Die FDP Saar fordert vor dem Hintergrund der von der Gewerkschaft Verdi prognostizierten Personalnot eine bessere Besoldung von Erziehern im Saarland. Die vom Bund versprochenen zusätzlichen Mittel zur Verbesserung der Qualität der Kitas greifen aus Sicht der Saar FDP zu kurz, da sie bis 2022 befristet sind und die Kommunen nach Ablauf der Frist eventuell wieder alleine mit der Finanzierung dastehen könnten. Das wird sie davon abhalten, mehr Erzieherinnen und Erzieher einzustellen, weil das Geld in den Kommunen fehlt, zumal bereits heute saarländische Erzieher aus anderen Bundesländern abgeworben werden. Die geplante Fachkräfteoffensive für Erzieherinnen und Erzieher wird langfristig nicht gelingen, wenn die Kommunen bei der Finanzierung nicht unterstützt werden. " Beiträge zu senken und mehr Kitas zu bauen nützt nichts, wenn nicht genug Menschen da sind, die darin arbeiten", meint Kirsten Cortez, bildungspolitische Sprecherin der FDP Saar. Es fehlen laut der Deutschen Kinderhilfe 40.000 Stellen in den nächsten Jahren.
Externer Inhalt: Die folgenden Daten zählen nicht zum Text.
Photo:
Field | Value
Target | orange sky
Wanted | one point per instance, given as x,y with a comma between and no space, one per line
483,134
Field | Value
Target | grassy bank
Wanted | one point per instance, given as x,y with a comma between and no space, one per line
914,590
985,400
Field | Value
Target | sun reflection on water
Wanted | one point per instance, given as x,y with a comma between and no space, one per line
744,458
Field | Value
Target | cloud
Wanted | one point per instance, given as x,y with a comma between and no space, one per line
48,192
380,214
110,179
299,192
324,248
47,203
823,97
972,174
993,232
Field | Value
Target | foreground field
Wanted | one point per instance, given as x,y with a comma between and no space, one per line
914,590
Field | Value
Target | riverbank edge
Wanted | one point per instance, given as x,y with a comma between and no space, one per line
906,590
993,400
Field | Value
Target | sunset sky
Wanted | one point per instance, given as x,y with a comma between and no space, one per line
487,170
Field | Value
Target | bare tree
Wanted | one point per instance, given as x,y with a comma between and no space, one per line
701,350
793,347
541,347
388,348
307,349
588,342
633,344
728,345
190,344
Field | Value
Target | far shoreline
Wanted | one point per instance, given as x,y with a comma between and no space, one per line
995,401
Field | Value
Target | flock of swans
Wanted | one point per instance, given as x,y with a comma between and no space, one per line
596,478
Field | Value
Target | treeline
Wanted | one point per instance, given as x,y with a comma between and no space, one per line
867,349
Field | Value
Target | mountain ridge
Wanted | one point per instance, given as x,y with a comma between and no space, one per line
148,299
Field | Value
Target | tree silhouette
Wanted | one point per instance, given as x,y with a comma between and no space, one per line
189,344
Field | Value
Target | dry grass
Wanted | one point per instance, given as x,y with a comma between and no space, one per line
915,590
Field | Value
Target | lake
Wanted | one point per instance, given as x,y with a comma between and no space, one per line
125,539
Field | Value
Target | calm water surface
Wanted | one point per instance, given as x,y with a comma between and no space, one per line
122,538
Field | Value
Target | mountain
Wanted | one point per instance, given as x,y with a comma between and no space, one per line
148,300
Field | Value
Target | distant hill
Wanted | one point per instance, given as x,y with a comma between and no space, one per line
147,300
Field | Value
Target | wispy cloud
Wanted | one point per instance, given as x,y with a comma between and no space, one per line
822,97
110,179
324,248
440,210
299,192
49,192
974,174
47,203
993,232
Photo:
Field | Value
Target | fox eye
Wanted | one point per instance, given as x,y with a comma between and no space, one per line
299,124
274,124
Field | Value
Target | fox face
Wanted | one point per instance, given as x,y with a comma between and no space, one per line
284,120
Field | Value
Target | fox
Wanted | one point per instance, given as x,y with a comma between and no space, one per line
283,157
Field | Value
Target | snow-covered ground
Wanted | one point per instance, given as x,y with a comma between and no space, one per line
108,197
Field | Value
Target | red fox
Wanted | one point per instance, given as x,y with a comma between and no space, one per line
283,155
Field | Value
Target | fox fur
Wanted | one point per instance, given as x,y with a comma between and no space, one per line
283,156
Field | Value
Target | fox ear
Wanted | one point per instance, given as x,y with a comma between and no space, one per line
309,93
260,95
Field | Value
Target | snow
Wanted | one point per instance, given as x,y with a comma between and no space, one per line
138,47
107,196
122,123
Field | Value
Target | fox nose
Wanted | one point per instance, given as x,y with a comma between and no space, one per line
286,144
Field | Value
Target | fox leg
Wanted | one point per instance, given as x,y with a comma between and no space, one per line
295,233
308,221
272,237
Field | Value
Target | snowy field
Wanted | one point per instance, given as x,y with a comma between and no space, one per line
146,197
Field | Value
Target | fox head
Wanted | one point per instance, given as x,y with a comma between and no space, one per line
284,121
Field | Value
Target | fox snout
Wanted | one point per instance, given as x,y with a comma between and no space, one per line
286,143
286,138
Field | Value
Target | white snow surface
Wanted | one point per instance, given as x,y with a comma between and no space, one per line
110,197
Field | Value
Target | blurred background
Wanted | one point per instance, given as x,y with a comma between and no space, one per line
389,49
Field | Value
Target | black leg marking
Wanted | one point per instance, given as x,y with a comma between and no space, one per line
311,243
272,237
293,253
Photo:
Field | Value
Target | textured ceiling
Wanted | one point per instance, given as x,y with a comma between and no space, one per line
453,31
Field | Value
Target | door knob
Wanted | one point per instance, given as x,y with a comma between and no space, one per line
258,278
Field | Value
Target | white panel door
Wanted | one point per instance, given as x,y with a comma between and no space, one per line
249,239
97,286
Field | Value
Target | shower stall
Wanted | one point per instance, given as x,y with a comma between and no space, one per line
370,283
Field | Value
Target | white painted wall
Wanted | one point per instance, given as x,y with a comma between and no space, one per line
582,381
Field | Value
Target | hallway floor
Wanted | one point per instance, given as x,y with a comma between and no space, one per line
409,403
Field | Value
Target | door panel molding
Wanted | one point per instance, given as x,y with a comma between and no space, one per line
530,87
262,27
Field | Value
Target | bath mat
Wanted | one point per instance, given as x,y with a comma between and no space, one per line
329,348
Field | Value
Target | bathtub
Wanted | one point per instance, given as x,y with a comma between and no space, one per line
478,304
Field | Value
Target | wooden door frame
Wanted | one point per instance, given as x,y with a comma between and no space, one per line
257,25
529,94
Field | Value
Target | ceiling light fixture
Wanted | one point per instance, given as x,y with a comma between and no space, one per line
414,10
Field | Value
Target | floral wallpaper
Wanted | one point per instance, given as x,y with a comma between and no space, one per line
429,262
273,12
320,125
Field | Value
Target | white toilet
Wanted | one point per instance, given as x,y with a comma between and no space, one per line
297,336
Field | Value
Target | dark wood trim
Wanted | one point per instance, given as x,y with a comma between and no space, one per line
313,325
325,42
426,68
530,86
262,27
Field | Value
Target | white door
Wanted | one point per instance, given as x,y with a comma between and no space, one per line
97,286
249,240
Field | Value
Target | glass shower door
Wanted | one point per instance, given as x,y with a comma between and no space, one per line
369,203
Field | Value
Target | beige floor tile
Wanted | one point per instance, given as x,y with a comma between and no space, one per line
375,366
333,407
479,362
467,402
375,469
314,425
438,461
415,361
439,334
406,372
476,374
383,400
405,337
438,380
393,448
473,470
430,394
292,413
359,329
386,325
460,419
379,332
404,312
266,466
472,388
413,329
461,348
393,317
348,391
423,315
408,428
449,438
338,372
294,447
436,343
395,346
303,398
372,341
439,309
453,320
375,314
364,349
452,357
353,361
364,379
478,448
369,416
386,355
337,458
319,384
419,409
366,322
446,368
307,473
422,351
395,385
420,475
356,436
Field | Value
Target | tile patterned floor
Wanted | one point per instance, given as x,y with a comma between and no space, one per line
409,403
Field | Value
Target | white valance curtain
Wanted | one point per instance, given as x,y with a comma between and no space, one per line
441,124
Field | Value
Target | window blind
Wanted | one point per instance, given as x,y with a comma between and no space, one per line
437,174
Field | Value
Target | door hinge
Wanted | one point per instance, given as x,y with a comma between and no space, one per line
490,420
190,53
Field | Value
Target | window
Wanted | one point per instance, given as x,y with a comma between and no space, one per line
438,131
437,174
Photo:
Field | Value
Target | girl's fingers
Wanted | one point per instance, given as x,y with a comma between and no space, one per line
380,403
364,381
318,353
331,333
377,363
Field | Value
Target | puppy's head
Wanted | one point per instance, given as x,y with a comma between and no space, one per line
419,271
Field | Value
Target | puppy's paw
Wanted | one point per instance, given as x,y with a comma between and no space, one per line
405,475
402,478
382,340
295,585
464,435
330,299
Es müssen dringend mehr finanzielle Anreize geschaffen werden, damit sich mehr junge Menschen für den Erzieherberuf entscheiden. Dazu gehört auch die Vergütung und eine Standardisierung der Ausbildung. Dauerhafter Personalmangel und immer steigender Bürokratismus haben bereits jetzt laut Prof. Krenz von der Universität Kiel negative Auswirkungen auf die Betreuungsqualität. "Solange das Betreuungsthema nicht von der qualitativen Seite ursächlich an der Wurzel gepackt wird, nämlich den Erzieherberuf attraktiver zu machen, werden wir Kindergärten nicht als Bildungseinrichtungen, sondern eher als "Aufbewahrungseinrichtungen" erleben", so Kirsten Cortez. "Gute Bildung fängt in der Kita an und dafür brauchen wir einen besseren Betreuungsschlüssel, bessere bauliche Zustände in den Kitas, flexiblere Öffnungszeiten und vor allem pädagogisch hoch geschultes und gut bezahltes Personal".